Characterization of Residential Wood Combustion Particles Using the Two-Wavelength Aethalometer

Abstract

In the United States, residential wood combustion (RWC) is responsible for 7.0% of the national primary PM(2.5) emissions. Exposure to RWC smoke represents a potential human health hazard. Organic components of wood smoke particles absorb light at 370 nm more effectively than 880 nm in two-wavelength aethalometer measurements. This enhanced absorption (Delta-C = BC(370 nm) - BC(880 nm)) can serve as an indicator of RWC particles.

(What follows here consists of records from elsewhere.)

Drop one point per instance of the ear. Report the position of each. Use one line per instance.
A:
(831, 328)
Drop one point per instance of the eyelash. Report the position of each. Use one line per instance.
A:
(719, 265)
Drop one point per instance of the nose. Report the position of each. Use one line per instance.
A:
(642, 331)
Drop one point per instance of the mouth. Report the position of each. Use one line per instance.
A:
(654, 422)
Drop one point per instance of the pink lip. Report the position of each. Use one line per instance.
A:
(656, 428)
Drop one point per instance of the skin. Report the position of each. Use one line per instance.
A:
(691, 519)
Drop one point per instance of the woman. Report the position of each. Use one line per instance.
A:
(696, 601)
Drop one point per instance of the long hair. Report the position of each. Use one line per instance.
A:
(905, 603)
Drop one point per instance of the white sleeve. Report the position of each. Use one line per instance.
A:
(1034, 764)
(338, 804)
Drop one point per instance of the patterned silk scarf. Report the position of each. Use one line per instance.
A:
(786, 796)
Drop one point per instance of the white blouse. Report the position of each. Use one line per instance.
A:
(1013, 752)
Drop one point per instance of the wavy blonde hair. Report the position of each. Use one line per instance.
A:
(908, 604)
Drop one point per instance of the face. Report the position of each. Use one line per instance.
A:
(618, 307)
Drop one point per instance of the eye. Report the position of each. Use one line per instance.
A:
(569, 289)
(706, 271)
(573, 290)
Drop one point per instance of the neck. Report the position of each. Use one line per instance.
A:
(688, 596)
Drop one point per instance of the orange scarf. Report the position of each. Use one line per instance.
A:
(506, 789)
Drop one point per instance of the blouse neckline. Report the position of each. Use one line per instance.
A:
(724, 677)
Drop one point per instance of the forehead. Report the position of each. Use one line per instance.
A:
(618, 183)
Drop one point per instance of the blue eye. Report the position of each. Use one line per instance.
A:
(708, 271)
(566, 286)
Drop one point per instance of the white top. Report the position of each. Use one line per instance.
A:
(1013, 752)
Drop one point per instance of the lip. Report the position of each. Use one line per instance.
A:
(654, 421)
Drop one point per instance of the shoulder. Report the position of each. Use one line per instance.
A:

In this study, aethalometer Delta-C data along with measurements of molecular markers and potassium in PM(2.5) were used to identify the presence of airborne RWC particles in Rochester, NY. The aethalometer data were corrected for the loading effect. Delta-C was found to strongly correlate with wood smoke markers (levoglucosan and potassium) during the heating season. No statistically significant correlation was found between Delta-C and vehicle exhaust markers. The Delta-C values were substantially higher during winter compared to summer. The winter diurnal pattern showed an evening peak around 21:00 that was particularly enhanced on weekends. A relationship between Delta-C and PM(2.5) was found that permits the estimation of the contribution of RWC particles to the PM mass. RWC contributed 17.3% to the PM(2.5) concentration during the winter. Exponential decay was a good estimator for predicting Delta-C concentrations at different winter precipitation rates and different wind speeds. Delta-C was also sensitive to remote forest fire smoke.